Most of Aghssa’s relatives left for places like England, Australia and America, among others. And Aghssa views “Zero Dark Thirty” as a recent movie that handled a complex global situation with more nuance and care.
“What is now called the Islamic Revolution (in Iran) was not started by Islamic forces,” said Ahssa. “It started as left-wing uprising—Socialists, Marxists, Communists—and then, just like any other revolution, it was stolen away by a gang of people who just had the force of brutality behind them. And in fact, one of the rebels, so to speak, who instigated the attack on the American embassy was Mahmoud Ahmadinedjad, who’s now the leader of Iran.”
You might think Aghssa’s personal ties to Iran made him expect the worst upon entering a theater to see “Argo,” but the professor says he went “with an open mind.”
“This is the country I came from, and what I lived through, and what led to my coming to America,” said Aghssa. “I’m interested. But when you’re dealing with any group that’s marginalized in society, the manner of artistic depiction is foremost and should be done with great care. People should know there were thousands upon thousands of Iranians who couldn’t be part of what was happening at that time. To turn this into a melodrama about good guys and bad guys adds nothing to the debate. Also, the historical context is questionable. To Iranians, the dust hasn’t settled yet.”
Indeed, Aghssa noted that any movie that deals with the Middle East “is very touchy, because the facts are subject to interpretation. The entire region is like a volatile chess game.”
By way of an example, Aghssa points to “Argo”’s preface, which depicts Prime Minister Mohammad Mossadegh—most famous for nationalizing Iran’s oil industry—as leading Iran in a national movement toward freedom and democracy; but another version of the story casts Mossadegh as an agent for the Soviet Union at the height of the Cold War.
“(‘Argo’’s preface) is only one version of the story,” said Aghssa. “I’d be interested in finding out why he chose that version. It negates the decades that followed that intro, and almost makes the brutality of the current system understandable.”
Aghssa concedes, though, that he might be particularly sensitive to depictions of Iran and its people in the time of the Revolution because he was still in his formative years when he had to leave his homeland.
“Because I was so young, and it affected my family and everyone I knew, my reaction is always going to be an emotional reaction,” said Aghssa. “When the hostages were taken, I would get anonymous phone calls.

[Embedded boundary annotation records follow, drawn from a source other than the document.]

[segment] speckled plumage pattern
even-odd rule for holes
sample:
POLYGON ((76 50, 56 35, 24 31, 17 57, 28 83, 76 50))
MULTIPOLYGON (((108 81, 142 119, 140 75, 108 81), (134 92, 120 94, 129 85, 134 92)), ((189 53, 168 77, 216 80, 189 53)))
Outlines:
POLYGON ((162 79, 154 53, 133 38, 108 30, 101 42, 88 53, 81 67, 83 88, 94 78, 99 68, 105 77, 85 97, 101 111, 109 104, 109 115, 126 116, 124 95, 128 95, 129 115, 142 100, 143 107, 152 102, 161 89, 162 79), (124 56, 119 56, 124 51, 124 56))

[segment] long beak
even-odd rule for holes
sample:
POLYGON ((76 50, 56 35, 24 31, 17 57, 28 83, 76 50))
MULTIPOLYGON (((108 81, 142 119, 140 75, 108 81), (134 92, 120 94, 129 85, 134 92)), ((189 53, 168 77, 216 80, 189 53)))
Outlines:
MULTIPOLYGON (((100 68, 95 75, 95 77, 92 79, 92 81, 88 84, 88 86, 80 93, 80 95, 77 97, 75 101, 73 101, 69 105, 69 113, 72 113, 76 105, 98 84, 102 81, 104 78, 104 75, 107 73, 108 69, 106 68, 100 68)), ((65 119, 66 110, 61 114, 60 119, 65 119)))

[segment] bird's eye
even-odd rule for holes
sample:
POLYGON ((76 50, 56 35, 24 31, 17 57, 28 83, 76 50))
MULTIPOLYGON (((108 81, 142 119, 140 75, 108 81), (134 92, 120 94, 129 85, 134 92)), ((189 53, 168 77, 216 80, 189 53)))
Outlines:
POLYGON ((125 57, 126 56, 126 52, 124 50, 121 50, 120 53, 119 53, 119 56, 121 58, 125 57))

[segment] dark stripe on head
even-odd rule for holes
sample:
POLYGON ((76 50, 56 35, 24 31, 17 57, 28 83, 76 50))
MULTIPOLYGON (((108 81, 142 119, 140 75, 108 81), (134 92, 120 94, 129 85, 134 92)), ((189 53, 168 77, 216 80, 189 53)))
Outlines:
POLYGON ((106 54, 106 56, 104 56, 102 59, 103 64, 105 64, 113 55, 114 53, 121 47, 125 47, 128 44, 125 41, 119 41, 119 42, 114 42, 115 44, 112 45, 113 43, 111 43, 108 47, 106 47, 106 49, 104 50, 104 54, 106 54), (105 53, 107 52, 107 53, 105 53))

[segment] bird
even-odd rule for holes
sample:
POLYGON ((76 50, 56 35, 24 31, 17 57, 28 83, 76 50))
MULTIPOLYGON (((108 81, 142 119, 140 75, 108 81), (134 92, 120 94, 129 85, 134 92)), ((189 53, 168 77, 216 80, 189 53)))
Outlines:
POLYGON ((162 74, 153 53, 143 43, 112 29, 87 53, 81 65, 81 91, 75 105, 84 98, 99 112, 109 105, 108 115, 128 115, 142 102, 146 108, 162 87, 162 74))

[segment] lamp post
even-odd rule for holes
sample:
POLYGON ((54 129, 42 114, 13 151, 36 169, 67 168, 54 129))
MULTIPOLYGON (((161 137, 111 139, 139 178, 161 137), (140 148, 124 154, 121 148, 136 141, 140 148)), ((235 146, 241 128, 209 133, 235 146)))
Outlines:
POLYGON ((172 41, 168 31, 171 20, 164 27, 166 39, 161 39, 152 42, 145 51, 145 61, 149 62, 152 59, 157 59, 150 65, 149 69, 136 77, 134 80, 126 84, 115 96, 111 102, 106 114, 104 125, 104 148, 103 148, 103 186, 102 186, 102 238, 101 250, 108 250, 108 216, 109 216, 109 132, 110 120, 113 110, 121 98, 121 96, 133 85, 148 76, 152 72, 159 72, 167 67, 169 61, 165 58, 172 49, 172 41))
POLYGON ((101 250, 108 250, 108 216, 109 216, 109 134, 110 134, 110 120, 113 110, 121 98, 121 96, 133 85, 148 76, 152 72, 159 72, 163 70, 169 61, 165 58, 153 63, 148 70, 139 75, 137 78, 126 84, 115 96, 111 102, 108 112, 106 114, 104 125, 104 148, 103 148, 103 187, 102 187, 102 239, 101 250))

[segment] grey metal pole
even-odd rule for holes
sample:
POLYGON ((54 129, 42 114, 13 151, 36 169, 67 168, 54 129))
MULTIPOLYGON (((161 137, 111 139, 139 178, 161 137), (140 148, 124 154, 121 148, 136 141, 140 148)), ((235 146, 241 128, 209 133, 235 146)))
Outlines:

I was at the University of Illinois (as an undergraduate student), and after the hostages were taken, I went to the bank to take money out of my account, and they told me my money was frozen. And I do remember when Jimmy Carter said that every Iranian in America should be fingerprinted. I’m not saying whether it’s right or wrong. Just like, in a terrorist situation, you have to do what you think you have to do to protect yourself. But those were dark times for many of us. And the movie has no indication of any of that. I look at that movie, and I have to assume that I am part of the screaming mob wanting to lynch America. I’m not.”